The Kichana Wrap

Here’s a little story about our one-armed wonder, our Kichana wrap.

The first question people usually ask when they’re introduced to our Kichana wrap is how do you wear it? The beauty of this piece is that it’s so versatile there seem to be endless ways to wear it and this was a very intentional part of creating this garment.

A little background on this unique wrap, Kichana means ‘comb’ in Swahili, our first Kichana wrap was made as part of our Swahili collection. We were inspired by the way women wrap themselves in fabric, which is very much particular to East-African culture. We wanted to find a contemporary and comfortable way to re-create this, hence the armhole that keeps the wrap in place but allows motion and flexibility.

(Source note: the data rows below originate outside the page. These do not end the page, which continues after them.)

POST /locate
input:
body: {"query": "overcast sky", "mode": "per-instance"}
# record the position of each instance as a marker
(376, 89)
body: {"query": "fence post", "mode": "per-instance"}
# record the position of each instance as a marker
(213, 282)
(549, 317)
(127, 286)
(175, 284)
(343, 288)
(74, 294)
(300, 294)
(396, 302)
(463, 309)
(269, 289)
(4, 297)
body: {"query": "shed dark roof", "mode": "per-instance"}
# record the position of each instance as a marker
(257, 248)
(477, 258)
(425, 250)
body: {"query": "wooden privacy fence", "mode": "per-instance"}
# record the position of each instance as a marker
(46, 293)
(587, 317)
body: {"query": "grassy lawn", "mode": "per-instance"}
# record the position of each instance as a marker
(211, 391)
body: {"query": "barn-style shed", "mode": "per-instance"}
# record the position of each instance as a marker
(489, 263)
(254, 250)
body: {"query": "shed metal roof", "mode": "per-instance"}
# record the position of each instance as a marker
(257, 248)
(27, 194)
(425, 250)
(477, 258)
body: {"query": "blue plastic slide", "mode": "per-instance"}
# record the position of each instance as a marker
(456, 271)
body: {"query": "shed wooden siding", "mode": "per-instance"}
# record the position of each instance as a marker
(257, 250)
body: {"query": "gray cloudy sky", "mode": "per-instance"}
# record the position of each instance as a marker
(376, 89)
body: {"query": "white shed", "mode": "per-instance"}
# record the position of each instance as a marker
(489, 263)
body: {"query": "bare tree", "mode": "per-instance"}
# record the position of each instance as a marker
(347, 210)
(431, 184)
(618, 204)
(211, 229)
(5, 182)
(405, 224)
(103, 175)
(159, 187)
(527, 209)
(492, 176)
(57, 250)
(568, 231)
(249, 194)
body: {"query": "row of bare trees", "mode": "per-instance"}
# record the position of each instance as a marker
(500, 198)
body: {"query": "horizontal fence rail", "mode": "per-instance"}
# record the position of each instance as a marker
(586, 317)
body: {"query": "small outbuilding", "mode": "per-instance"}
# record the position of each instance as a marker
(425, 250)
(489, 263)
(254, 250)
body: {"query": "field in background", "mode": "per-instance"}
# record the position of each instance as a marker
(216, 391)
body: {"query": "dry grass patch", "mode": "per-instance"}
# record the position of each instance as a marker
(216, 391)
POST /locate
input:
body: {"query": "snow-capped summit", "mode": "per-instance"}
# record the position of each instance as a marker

In Swahili culture, the prints and symbols used in the textiles always have a meaning and traditionally these were meant as celebratory symbols. With this in mind, we chose a comb as our symbol because we felt it was close to our values of celebrating the African woman and natural beauty and of course, natural hair.  The design of this wrap then evolved, and the other versions of this wrap (Black Kichana and Navy Kichana) took their inspiration from traditional African textiles, our black and navy kichana wraps are contemporary re-interpretations of the Mali Mud cloth and traditional Indigo cloth.

We work with Umbala knits, a knitwear producer based in Worcester. Annie, who we lovingly refer to as crazy Annie, has been working with us on all our knitwear designs. The wraps are made from 100% cotton yarn, the yarn is sourced from a cotton spinning mill in Pietermaritzburg and it is then dyed in Worcester by one of the only cotton dyers in the Western Cape.


A reactive dye process is used, this is quite an elaborate process as you have to be careful with the colors so they don’t bleed. This process is effluent friendly so they make sure not to pollute the water afterwards with the dyes.

The wraps are then knitted on electronic knitting machines, which takes about 45 mins per wrap. They then link the wrap off at the top and wash it, knit it slacker, wash it again, the fabric shrinks 20% in length and then it doesn’t shrink again. They then cut armhole, edge it, label the item, lock stitch it and voila! A Kichana wrap is made.